From: Stephen Boyd <sboyd@kernel.org>
To: Greg Kroah-Hartman <gregkh@linuxfoundation.org>,
Guenter Roeck <linux@roeck-us.net>,
stable <stable@vger.kernel.org>,
Kishon Vijay Abraham I <kishon@ti.com>
Cc: <linux-clk@vger.kernel.org>
Subject: Re: Clock related crashes in v5.4.y-queue
Date: Wed, 01 Jan 2020 23:30:57 -0800 [thread overview]
Message-ID: <20200102073058.662A9215A4@mail.kernel.org> (raw)
In-Reply-To: <5869f050-7b3f-b950-bfb6-5601d2b30fbd@roeck-us.net>
(Happy New Year!)
Quoting Guenter Roeck (2020-01-01 19:41:40)
> On 1/1/20 6:44 PM, Guenter Roeck wrote:
> > Hi,
> >
> > I see a number of crashes in the latest v5.4.y-queue; please see below
> > for details.

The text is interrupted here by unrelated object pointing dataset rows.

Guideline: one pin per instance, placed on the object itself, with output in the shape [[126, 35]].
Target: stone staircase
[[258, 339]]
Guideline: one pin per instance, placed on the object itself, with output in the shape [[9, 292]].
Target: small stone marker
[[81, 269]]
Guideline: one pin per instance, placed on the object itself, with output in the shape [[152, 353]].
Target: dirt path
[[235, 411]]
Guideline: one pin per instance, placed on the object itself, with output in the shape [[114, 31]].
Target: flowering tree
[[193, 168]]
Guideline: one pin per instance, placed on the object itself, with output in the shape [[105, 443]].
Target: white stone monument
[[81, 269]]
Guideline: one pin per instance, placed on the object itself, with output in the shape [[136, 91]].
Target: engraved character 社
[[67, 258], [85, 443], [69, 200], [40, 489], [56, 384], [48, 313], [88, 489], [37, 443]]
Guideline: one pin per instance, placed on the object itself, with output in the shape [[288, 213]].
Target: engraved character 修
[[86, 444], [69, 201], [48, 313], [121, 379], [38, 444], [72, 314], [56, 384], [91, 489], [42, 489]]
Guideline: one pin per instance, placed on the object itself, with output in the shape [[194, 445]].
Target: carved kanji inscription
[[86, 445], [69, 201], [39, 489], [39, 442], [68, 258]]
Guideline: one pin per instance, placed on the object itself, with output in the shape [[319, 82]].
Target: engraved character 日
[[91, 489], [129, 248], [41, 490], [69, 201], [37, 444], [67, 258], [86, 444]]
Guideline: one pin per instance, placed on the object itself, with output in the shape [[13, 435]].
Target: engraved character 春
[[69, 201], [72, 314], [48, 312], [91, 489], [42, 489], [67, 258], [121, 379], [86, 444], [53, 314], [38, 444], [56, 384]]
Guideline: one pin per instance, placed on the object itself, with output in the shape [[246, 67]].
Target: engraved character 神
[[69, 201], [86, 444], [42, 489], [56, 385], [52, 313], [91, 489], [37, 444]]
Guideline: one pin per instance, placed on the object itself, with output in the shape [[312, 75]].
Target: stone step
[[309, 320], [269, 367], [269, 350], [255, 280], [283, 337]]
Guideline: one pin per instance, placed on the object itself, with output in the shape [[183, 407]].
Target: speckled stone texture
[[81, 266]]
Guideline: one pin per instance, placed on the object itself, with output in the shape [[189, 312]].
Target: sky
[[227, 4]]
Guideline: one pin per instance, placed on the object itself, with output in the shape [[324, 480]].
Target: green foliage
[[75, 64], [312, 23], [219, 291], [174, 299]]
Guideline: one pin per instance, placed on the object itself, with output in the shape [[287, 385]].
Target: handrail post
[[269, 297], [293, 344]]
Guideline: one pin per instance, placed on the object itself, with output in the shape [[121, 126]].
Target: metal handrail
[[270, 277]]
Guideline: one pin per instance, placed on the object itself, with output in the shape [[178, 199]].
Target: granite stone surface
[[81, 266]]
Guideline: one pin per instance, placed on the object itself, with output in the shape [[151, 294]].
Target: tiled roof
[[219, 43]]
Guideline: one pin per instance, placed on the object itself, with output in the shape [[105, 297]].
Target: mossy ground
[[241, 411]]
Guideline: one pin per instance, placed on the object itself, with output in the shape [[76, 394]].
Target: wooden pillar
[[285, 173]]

The problem bisects to commit 54a311c5d3988d ("clk: Fix memory
> > leak in clk_unregister()").
> >
> > The context suggests recovery from a failed driver probe, and it appears
> > that the memory is released twice. Interestingly, I don't see the problem
> > in mainline.
> >
>
> The reason for not seeing the crash in mainline is that macb_probe()

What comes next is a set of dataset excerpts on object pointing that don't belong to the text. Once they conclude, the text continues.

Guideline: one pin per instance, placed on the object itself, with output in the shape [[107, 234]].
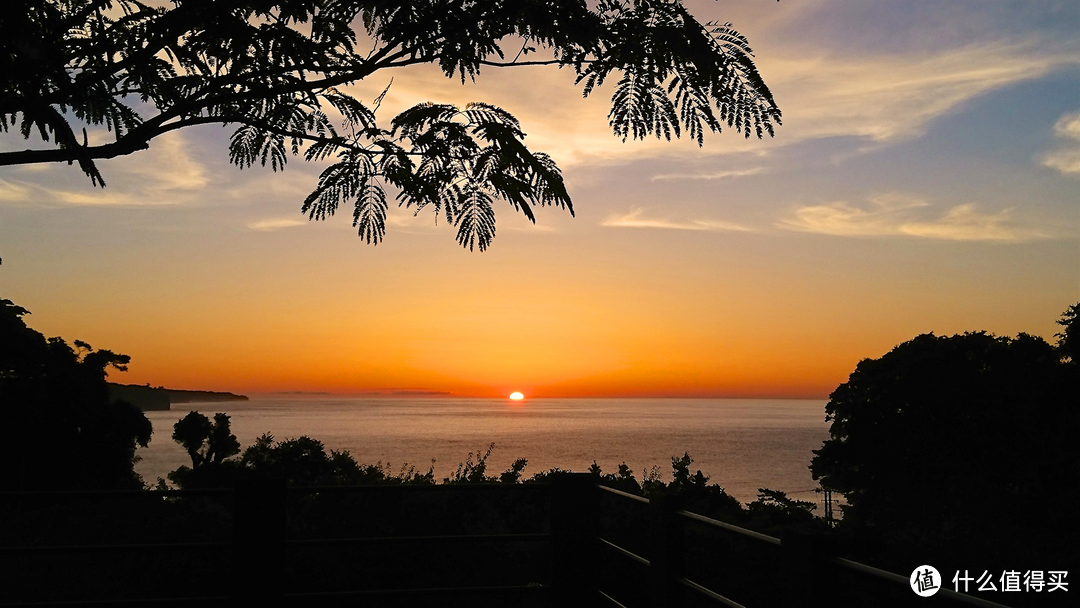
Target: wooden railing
[[798, 565]]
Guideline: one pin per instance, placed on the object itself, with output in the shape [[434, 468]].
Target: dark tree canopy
[[952, 436], [61, 429], [274, 71]]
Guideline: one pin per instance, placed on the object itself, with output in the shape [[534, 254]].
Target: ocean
[[741, 444]]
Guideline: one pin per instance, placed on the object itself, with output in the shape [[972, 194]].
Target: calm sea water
[[741, 444]]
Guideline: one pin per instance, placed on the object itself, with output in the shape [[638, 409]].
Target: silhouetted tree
[[61, 430], [274, 69], [205, 442], [944, 438], [1068, 340]]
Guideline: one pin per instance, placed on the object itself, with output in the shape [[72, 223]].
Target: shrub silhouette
[[63, 430]]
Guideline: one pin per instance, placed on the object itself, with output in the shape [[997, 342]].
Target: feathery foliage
[[275, 70]]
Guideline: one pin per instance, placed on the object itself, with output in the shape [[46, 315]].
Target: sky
[[926, 178]]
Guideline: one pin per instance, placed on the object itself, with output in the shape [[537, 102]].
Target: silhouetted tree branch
[[274, 71]]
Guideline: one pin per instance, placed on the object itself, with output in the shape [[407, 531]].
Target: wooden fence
[[574, 534]]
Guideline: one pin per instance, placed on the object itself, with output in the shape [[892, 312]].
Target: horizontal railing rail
[[252, 509], [574, 537], [669, 571]]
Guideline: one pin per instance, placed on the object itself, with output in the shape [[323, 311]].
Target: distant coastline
[[147, 397]]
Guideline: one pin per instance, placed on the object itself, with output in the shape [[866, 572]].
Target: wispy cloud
[[636, 219], [707, 175], [892, 97], [275, 224], [1066, 159], [164, 175], [899, 215]]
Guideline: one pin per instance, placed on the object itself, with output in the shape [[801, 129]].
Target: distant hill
[[160, 397]]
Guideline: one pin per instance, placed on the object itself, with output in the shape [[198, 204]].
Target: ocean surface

> doesn't fail there due to unrelated changes in the driver. If I force
> macb_probe() to fail in mainline, I see exactly the same crash.
>
> Effectively this means that upstream commit 8247470772be is broken;
> it may fix a memory leak in some situations, but it results in UAF
> and crashes otherwise.
>
> Stephen, any comments ? I must admit that I don't understand the clock
> code nor the commit in question; I would have assumed that the call
> to __clk_put() would release the clk data structure, not an explicit
> call to kfree().
The clk that the commit from Kishon is freeing is the first "consumer
handle" that we make when a clk is registered. That is returned to
anyone that calls clk_register(), or if the provider decides to access
clk_hw::clk directly, which is not desired but still exists for
historical reasons. It is also used when drivers call clk_get_parent()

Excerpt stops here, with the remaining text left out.